5.10.2007

monome week 2 - In Search Of Slicers

So, I've really enjoyed playing with my monome 40h this last week, even if the play was often punctuated by long bouts of downloading and configuring. After the first couple of days I pretty much had the hang of what needs to be running for it to work, and was able to play with some of the neat pre-built apps available free on monome's site.

balron:


balron asks, and then answers the essential question: "What is the best way to map a 12-tone scale to an 8x8 grid?" Essentially it's a tonal chord generator. There's a huge drop-down menu with various tonal mappings to choose from. Then it lets you set 4 levels of delayed and shifted responses to what you play, which can create some crazy sequencer-like music as well as contemplative jazz-ish compositions, depending how you tune and play it. The responses display on the leds as they play, which is really cool because then you can follow the response lights with similar patterns of your own - like jamming.
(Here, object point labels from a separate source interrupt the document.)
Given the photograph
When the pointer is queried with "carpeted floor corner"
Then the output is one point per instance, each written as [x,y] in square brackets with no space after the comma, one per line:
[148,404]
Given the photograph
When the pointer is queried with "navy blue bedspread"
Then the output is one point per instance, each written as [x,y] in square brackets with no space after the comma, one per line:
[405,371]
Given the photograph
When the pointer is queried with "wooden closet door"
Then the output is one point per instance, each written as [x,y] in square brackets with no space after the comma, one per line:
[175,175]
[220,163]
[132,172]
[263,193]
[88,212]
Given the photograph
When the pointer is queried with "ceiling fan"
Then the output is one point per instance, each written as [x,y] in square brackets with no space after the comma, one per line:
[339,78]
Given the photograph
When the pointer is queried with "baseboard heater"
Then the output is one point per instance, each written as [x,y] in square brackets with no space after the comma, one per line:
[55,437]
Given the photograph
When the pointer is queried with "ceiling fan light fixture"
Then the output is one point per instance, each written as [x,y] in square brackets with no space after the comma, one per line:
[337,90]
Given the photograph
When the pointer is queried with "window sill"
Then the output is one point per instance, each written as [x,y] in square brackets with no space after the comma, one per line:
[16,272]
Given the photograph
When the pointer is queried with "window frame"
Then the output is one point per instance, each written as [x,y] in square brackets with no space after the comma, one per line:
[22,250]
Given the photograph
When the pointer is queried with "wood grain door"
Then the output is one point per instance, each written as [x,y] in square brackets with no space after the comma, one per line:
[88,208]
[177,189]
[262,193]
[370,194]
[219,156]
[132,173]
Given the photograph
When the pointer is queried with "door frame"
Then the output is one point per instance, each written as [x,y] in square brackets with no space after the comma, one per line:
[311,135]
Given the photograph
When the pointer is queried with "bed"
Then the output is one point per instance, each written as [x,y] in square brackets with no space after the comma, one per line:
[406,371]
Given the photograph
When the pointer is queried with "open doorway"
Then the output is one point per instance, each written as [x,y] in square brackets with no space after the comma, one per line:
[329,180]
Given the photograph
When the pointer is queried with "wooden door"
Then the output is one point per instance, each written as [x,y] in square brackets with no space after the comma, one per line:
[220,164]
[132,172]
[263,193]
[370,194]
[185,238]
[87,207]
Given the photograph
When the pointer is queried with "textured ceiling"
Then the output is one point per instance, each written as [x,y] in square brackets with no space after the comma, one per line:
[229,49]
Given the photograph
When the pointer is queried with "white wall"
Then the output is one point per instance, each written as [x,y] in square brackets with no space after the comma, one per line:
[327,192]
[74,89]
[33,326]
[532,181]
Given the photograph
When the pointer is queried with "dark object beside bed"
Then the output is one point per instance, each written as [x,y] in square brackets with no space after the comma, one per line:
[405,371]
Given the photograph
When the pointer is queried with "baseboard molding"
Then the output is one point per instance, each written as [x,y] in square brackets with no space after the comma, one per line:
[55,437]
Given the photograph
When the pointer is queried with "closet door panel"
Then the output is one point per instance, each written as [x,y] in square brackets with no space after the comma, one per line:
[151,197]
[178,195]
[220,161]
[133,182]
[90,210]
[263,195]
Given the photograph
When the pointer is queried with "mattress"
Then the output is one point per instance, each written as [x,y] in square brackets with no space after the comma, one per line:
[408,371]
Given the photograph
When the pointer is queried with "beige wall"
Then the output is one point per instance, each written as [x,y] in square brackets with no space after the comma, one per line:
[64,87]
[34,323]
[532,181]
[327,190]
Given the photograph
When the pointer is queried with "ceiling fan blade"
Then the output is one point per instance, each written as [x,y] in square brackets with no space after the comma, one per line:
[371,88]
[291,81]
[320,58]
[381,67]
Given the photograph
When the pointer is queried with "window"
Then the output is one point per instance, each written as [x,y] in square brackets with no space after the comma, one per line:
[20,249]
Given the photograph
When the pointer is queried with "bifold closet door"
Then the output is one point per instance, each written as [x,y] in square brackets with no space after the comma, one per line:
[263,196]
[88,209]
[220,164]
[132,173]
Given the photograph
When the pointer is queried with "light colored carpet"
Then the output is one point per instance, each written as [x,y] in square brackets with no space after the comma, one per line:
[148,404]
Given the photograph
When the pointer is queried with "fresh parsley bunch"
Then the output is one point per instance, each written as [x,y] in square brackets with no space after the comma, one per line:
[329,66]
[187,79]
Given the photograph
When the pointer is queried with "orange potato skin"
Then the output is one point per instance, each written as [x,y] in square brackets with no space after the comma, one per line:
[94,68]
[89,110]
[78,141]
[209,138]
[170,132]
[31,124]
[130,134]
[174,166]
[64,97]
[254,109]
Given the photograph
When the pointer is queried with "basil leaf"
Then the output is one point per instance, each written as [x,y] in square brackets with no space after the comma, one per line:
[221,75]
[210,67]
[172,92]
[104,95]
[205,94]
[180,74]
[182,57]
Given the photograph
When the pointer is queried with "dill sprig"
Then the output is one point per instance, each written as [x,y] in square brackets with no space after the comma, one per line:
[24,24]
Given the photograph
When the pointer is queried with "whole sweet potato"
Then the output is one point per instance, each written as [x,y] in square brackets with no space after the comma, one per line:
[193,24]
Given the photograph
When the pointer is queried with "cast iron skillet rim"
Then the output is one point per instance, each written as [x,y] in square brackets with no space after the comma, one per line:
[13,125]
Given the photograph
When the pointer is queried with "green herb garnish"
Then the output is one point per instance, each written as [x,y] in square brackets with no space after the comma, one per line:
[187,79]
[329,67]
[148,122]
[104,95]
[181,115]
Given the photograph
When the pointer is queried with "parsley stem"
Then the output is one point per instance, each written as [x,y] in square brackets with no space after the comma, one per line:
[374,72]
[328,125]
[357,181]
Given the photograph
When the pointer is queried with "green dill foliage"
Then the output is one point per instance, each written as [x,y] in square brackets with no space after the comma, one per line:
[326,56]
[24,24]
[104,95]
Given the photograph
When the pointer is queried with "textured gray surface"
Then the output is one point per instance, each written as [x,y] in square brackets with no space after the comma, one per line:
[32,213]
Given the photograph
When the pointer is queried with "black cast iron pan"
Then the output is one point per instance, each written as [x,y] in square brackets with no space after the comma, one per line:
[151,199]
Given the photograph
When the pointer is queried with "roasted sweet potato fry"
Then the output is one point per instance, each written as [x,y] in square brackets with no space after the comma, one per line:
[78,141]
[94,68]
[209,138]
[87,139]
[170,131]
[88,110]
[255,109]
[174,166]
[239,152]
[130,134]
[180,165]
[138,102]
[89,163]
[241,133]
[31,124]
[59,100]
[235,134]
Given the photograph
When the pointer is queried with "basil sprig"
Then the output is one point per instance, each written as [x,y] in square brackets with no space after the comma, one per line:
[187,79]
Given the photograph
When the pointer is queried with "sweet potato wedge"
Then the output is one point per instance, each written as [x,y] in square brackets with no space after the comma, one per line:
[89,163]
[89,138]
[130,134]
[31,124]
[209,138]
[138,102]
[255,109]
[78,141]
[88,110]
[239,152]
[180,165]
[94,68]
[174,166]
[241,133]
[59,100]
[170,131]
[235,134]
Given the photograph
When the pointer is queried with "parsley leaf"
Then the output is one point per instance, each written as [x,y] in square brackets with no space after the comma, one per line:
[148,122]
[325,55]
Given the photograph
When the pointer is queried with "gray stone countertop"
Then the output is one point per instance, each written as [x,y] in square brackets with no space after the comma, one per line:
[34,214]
flin is like having 8 vertical 8-step sequencers. Think of led raindrops. You can push buttons on the monome to set the drops to be short and fast or long and slow. 8 virtual on-screen keyboards let you assign the notes. The droplets trigger MIDI which I send out to my synth. Hours of mindless fun right there.

flip:


flip is 4 "pages" of an 8-beat sequencer sampler. You drag .wav samples onto 4 pads and then use the buttons to arrange each sample. Holding the space-bar on you computer puts the monome into control mode, where you can use button groupings to mute and un-mute, switch samples, switch which sample you're working on, and relative volume levels. Hitting the ~ (tilde) key scrambles the sample randomly. Shift lets you reset the sample to normal again. Again, hours of mindless fun.

mlr:


mlr is similar to flip in that it allows you to load up samples and then control them with the monome. It maps a sample horizontally to each row and then you can control the begin- and end-points with the monome. Good for "glitching" e.g. re-starting the sample from different points. You can also set individual samples to play in reverse (right to left).

There are more apps for Chuck, Pd, Processing, Reaktor 5, etc, but by now I had started looking for a good tool to chop up some songs so I could play with mlr and flip some more (being tired of the same 20 clips I downloaded off the internet). This sent me on a trip down beat-slicing lane.

My basic desire was an app that would slice a song into 64 roughly equal parts based on the beat structure of the song. Then map each part to a button on the monome. Turns out this takes some pretty fancy algorithms to do automatically. I found a lot of tools, but they all had pretty hefty price tags, so I spent some time looking at free or opensource options, per some suggestions on the monome site. After various frustrations with VSTs in Cubase and/or interfaces that were baffling to me, I started to think that perhaps a commercial app would be the way to go. At least there would be documentation and a forum and some Youtube vids and I could get some support if/when totally lost.

Reaktor 5:


After considering Max/MSP and Abelton Live 6, I ended up choosing Reaktor. I'll probably eventually get both Max/MSP AND Live, but for now I think Reaktor will give me the most bang for my buck.

Reaktor ensembles:


Reaktor looks deep, in terms of having a lot of ready-to-use apps (ensembles) but also a sophisticated and accessible core for building my own tools.

Reaktor core:


AND it has a couple of different beat-slicing tools built right in. I found it for $224.50 shipped from Nova Musik. There are already a few apps up on monome.org for Reaktor, and it speaks OSC, so I'm psyched.